Why was this happening to me… There was no way I’d be able to deal with the curses, which were split across those five specialists, all on my own.
It was a massive defeat that was too heavy to handle.
“It could bring even a professional to shame. Or perhaps, you could be hit by a completely different curse. Like something that would prevent you from ever drawing again.”
“You’re coming up with an even more terrifying possibility…”
“Or maybe, you might still be able to draw, but no manga you draw will ever be interesting.”
She was saying it jokingly, but it sounded completely horrific to me… At this stage, it was just a cautionary mention of a potential drawback, but still, it was a warning I absolutely needed to keep in mind.
When I returned, it would probably be good to have Gaen-san perform a detailed investigation—although, if Gaen-san had taken all of this into account when she dispatched me to Iriomote Island, then perhaps I should be seeking a second opinion from outside the Gaen faction.
Going against the natural way of things—to play with life as one pleased certainly seemed like a grave sin. So this was where Kagenui-san’s roots lay, as a specialist in immortal oddities.
Kagenui-san, the only one to have graduated from university without deviating from her path…
“...In the first place, why did those five people decide to make you, Ononoki-chan, anyway?”
“That’s the same as asking why you draw manga.”
“And by that, you mean?”
“Half for fun.”
How rude… Was what I wanted to say, but from an extreme standpoint, it was probably harder for me to find a reason for the half that wasn’t “for fun”. As someone who’d thought only about wanting to draw, even when on the verge of starving to death—in other words, it was with that much zeal and passion that those five university students decided to manufacture Ononoki-chan.
Back when those specialists hadn’t been anybody in particular.
“That’s right. It’s possible that those five are, even now, still searching for the other half that isn’t just ‘for fun’. However, if we consider the new information learned from Kaiki onii-chan on the plane, we might be able to come up with an additional part of the motive for the ringleader, Gaen-san—perhaps I was meant to be a substitute for her daughter.”
“............”
“Much like how she’s currently projecting her daughter onto you, I have a theory that that boss had once projected her daughter onto me. Perhaps we could even call it her youthful indiscretion—if so, then like how onee-chan once projected her real younger sister, who was killed and eaten by the fangs of an immortal oddity, onto me, I could only be a project ending in failure.”
She was casually revealing a new backstory, wasn’t she.
Was it because this was the end?
A real younger sister—and a real daughter.
“Though I was a fake younger sister, and a fake daughter. That’s the reason I first appeared in Nisemonogatari.”
“That explanation was obviously made up after the fact, though?”
“It’s true that onee-chan projected her real younger sister onto me in the past, but I’m not being too thorough about my speculations about Gaen-san. I’d called it a theory, but that theory is full of holes. Or even hollows. It might even be more appropriate to consider it as it being practice for today, this very day.”

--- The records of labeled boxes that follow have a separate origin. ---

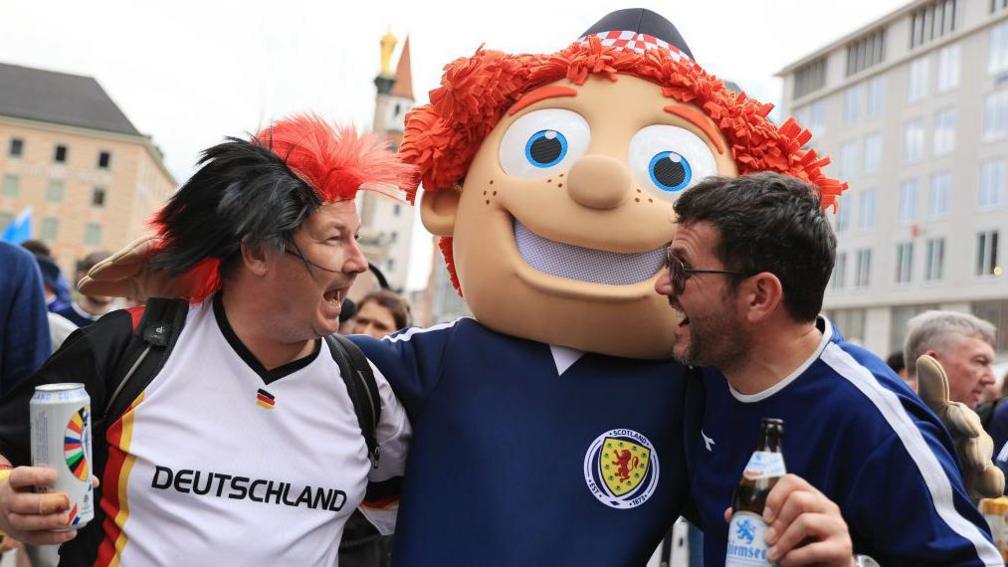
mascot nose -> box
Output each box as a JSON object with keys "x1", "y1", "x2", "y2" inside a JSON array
[{"x1": 568, "y1": 155, "x2": 630, "y2": 209}]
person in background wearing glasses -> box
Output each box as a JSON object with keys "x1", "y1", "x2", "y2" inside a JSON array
[
  {"x1": 655, "y1": 173, "x2": 1001, "y2": 565},
  {"x1": 350, "y1": 290, "x2": 409, "y2": 339}
]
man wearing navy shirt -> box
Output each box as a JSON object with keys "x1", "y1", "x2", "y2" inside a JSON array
[{"x1": 656, "y1": 174, "x2": 1002, "y2": 565}]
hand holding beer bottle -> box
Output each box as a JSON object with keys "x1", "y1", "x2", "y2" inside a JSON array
[{"x1": 725, "y1": 418, "x2": 855, "y2": 567}]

With Ononoki-chan saying that, we finally broke out of the rugged part of the jungle—there was still some distance left in front of us, but I was finally able to see some paved roads.
Roads. Cars. And a town…
The first man-made object I was seeing in two weeks…

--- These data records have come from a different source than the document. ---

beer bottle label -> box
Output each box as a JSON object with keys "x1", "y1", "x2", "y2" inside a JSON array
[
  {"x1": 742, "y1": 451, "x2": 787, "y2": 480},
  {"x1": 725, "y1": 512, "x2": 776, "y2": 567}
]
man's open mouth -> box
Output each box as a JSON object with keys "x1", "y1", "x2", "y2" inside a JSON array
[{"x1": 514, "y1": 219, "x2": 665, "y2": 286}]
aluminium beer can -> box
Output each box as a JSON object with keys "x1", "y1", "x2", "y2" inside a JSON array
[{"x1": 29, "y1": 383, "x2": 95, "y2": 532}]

Well, no, if Ononoki-chan was considered man-made, then I had long since laid my eyes on her already, and the uniform I’d created was also man-made. Even so, the sight before me left me was so emotionally moving. It made sense for a starry sky, but to think I’d find myself moved by seeing people’s houses…
“In order to one day overthrow her real daughter that she’d abandoned, she manufactured a fake daughter together with her loyal underclassmen, steadily preparing for the parent-child confrontation that she would one day have to face—and, having found the ideal courtroom sketch artist in you, she resolved to face her.”
I see. It did seem like something Gaen-san would do.
Though it didn’t seem like something a mother would do.